Author PatienceIsaVirtue Posted November 20, 2008 Author Posted November 20, 2008 No, I am not Catholic
quankanne Posted November 20, 2008 Posted November 20, 2008 ah, strike that theory (tied into Church teaching that marrying couples must be open to having children). PIAV, I honestly don't know what to say any more than, I really, really feel for you ...
sb129 Posted November 20, 2008 Posted November 20, 2008 While it would be nice to be diplomatic and try to see it from his side, personally I would consider this to be an absolute dealbreaker. I am about to get married, and my fiance and I have discussed in depth many things that could potentially cause conflict. We found a few lists online that are based on secular and non secular pre-marital counselling. Wanting children is top of most of these lists, before money, religion, etc. Your husband led you to believe that he shared your wish of having your own child, and then deliberately went behind your back and took that decision away from you by doing something physical to prevent this from happening. This is a dealbreaker on so many levels- dishonesty and deception being two key things that I don't think I could forgive. I too want children, and am in my 30s. I told my fiance when we first met that I didn't want to waste time with anyone that didn't want kids. I am really sorry for your pain this must feel dreadful for you. Only you know whether you can forgive your husband.
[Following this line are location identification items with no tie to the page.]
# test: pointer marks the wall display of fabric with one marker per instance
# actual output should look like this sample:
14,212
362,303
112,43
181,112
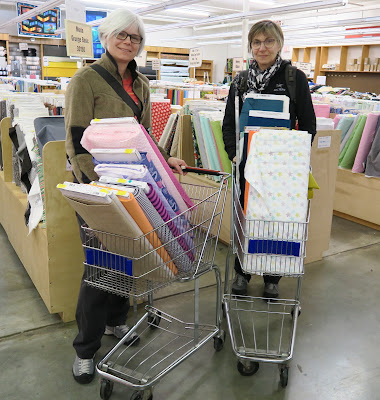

I don't think I could.
Geishawhelk Posted November 20, 2008 Posted November 20, 2008 Also, you might want to try a differant counselor. He might end up bieng good, but the fact that he kind of labled you after an hour of talking to you doesn't seem right. I absolutely totally agree with this. For him to have put the label on you of being - what was it...clingy? is appalling, and distinctly unprofessional And I hate to come on strong and be harsh but - as far as this issue with your H is concerned? Deal breaker. I would absolutely dump him like a shot. deceitful, selfish and self-centred.